You can specify the number of CPUs in the CPUCOUNT= SAS system option. For example, if you specify the following statement, the GAMPL procedure determines threading as if it were executing on a system that had four CPUs, regardless of the actual CPU count:
```
options cpucount=4;
```
You can specify the NTHREADS= option in the PERFORMANCE statement to control the number of threads. This specification overrides the CPUCOUNT= system option. Specify NTHREADS=1 to force single-threaded execution.

The GAMPL procedure allocates one thread per CPU by default.

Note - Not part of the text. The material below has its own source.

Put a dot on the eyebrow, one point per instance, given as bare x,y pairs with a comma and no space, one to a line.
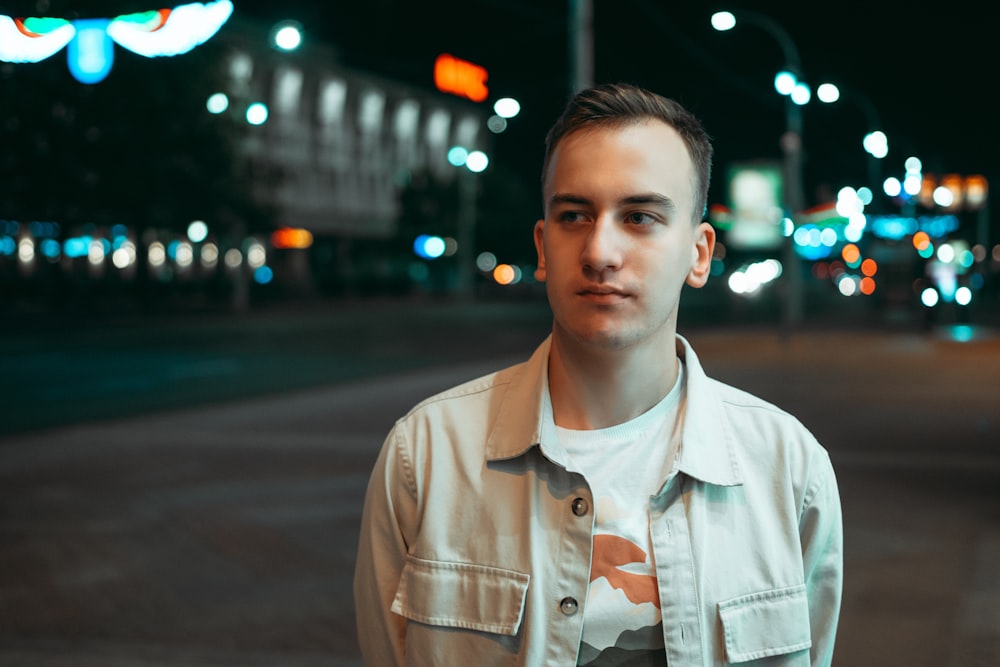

The tasks that are multithreaded by the GAMPL procedure are primarily defined by dividing the data that are processed on a single machine among the threads—that is, the GAMPL procedure implements multithreading through a data-parallel model. For example, if the input data set has 1,000 observations and PROC GAMPL is running with four threads, then 250 observations are associated with each thread. All operations that require access to the data are then multithreaded. These operations include the following:

variable levelization
effect levelization
formation of the initial crossproducts matrix
truncated eigendecomposition
formation of spline basis expansions
objective function calculation
gradient calculation
Hessian calculation
scoring of observations
computing predictions for smoothing component plots

In addition, operations on matrices such as sweeps can be multithreaded if the matrices are of sufficient size to realize performance benefits from managing multiple threads for the particular matrix operation.